How Should a Startup Compensate its Attorneys?

by Scott Edward Walker on December 1st, 2010


This post was originally part of my “Ask the Attorney” series which I am writing for VentureBeat (one of my favorite websites for entrepreneurs).  Below is a longer, more comprehensive version.  Please shoot me any questions you have in the comments section – or feel free to call me directly at 415-979-9998.  Many thanks, Scott



We’re a bootstrapped startup based in Palo Alto, and we’re getting some serious traction with our site and interest from angel investors.  We haven’t incorporated or done anything else from the legal side, but we started interviewing different law firms.  A few of them are offering to defer fees for equity, and we were wondering if that’s common practice – and if there are any issues with that.  Any input would be appreciated.  Thanks!


This question is close to my heart (and wallet).  Indeed, I have thought about the compensation issue quite a bit since launching my own firm a few years ago, and my position is not the norm — particularly in Silicon Valley.

The bottom line is that there are only four ways you can compensate your attorneys: cash, credit (i.e., deferred fees), equity or a combination of the foregoing.  Let’s look at each one in reverse order.

Equity.  I get calls all the time from entrepreneurs asking me to represent them for equity.  The obvious business problem is that I’m a lawyer, not a VC. The less obvious, but more significant problem is that it creates an inherent conflict of interest.  I would be wearing two hats: stockholder and lawyer.

To get around this conflict of interest, many Silicon Valley law firms do two things: first, they establish separate funds (controlled by the law firms) to hold the equity; and second, they require the startup to execute a waiver (usually as part of the engagement letter), waiving any conflict claims and expressly consenting to the law firm’s representation despite the conflict.

Needless to say, these law firms made a fortune in the late 1990’s taking equity stakes in their clients.  That’s their business model – and it’s big business.  But I don’t think it’s in the best interest of the clients.

Credit/Deferred Fees.  The Silicon Valley firms justify their equity stake (usually about 1%) in return for deferring fees (usually capped at $15,000-$20,000).  The problem with this argument is that the fee deferral is just that – a deferral.  It just pushes-off the due date of the invoice to a later date – generally the closing date of the initial financing.

This, however, creates another inherent conflict of interest.  Why?  Because if the financing doesn’t close, the law firm doesn’t get paid.  This is akin to a success fee, and we all know the problems success fees create with middle-market investment bankers.  Let me share a simple example (which I discuss in my post “Dear Entrepreneurs: Choose Your Own Legal Counsel”):

Shortly after moving to California I got pulled onto an M&A deal at an LA law firm that I had just joined.  The managing partner of the firm was good friends with a middle-market investment banker, who recommended our firm to the client in connection with a complex leveraged buy-out.  I was tapped to quarterback the deal in light of my strong M&A experience in New York.

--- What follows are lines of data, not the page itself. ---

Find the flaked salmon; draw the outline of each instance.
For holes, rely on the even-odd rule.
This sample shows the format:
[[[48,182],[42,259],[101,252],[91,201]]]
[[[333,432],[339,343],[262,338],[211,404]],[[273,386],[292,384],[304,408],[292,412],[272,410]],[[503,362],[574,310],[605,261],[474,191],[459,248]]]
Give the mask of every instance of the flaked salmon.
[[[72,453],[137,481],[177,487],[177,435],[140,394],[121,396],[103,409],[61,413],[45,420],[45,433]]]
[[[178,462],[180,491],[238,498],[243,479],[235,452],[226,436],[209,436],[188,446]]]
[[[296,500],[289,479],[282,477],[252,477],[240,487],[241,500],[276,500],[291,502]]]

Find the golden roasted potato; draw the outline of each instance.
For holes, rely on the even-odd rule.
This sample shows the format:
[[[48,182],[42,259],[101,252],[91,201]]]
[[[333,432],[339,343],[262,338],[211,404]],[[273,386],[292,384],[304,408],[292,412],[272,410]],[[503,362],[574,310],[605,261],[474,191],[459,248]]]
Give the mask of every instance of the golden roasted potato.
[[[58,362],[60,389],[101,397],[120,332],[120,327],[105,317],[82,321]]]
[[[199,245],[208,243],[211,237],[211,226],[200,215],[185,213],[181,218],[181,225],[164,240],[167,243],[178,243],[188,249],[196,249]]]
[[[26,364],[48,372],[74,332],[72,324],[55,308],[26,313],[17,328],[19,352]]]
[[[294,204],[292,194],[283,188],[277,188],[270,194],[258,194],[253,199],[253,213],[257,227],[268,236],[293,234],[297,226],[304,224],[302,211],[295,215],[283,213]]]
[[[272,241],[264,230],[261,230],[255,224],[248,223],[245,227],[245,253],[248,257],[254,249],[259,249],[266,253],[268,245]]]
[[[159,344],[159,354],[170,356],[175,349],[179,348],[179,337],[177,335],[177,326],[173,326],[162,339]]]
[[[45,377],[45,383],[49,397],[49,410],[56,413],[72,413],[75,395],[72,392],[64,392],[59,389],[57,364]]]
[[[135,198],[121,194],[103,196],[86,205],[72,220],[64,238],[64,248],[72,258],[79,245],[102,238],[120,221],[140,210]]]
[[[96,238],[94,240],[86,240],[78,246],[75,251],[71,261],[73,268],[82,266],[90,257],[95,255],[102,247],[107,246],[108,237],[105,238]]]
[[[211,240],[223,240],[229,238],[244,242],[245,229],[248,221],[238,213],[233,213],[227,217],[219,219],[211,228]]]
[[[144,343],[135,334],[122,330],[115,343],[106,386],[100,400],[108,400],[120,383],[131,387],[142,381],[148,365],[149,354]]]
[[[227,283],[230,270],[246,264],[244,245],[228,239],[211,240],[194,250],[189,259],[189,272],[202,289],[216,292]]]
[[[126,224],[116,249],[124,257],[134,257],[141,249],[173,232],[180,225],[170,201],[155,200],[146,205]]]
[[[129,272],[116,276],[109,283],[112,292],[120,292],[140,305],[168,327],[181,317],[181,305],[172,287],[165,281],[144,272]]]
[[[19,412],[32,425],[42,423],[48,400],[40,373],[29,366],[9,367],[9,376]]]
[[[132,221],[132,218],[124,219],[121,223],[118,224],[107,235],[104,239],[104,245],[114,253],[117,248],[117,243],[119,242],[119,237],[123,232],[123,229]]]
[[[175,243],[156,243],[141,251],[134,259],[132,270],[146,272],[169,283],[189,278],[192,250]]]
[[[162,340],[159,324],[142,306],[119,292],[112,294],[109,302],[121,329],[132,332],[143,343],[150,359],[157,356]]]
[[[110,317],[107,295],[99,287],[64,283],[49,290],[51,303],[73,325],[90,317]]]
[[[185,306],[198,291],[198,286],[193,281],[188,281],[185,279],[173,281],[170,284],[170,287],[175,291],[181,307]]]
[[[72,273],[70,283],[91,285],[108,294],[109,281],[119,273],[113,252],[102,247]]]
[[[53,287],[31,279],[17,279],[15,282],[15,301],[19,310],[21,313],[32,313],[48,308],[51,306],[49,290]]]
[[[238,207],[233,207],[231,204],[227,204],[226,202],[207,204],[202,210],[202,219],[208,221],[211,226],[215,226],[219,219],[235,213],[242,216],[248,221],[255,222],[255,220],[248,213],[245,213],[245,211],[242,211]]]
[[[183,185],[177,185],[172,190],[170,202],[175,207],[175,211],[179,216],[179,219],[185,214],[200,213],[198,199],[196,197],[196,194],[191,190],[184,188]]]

As noted above, the investment banker only gets paid if the deal closes.  Accordingly, we were supposed to play ball and make sure the deal closed so that the banker got paid.  Unfortunately, I’m not very good at playing this kind of ball – particularly when there were significant environmental issues that were not being adequately addressed.

The banker wasn’t too happy and, in fact, stuck his finger in my chest and warned:  “We’re going to get this deal done despite you fuck’n lawyers.”  He then vigorously complained to the managing partner that I was blowing-up the deal because I had retained special environmental counsel from my old New York City law firm and we were pushing too hard on the environmental indemnity.

Good work by the banker (and cheers to my former managing partner) for getting the deal closed by watering down the environmental indemnity: less than six months later our client’s company was indicted for significant environmental problems that it had assumed (by operation of law) as part of the acquisition.

Accordingly, the issue is how hard will your lawyers push with respect to key issues (particularly if it’s a small firm or a solo) if pushing could blow-up the financing and thus prevent them from getting paid?  For example, are the lawyers going to suggest that you test the market prior to executing the term sheet? Are they going to raise issues such as doing convertible debt in lieu of a preferred stock financing?  Are they going to push back hard if the liquidation preference includes some form of participation?  Are they going to push hard to cut back on any of the protective provisions?

Cash. Obviously, startups are trying to conserve the little cash they generally have.  That being said, cash is king and makes the foregoing issues go away.  I started my career at two major law firms in New York City, and none of the big New York firms takes equity stakes in their clients.  This is a Silicon Valley invention.

I think the most important role the startup lawyer plays is to watch his or her client’s back – i.e., to protect the client.  Most first-time entrepreneurs cannot appreciate all of the potential legal pitfalls (and potential liability) in connection with launching a venture and executing their business model.  To the extent the relationship between the lawyer and his client is muddied by inherent conflicts, it undermines that role.


I hope the foregoing is helpful.  Remember: any time a law firm or other service provider is willing to accept something other than cash for services, there has to be a trade-off.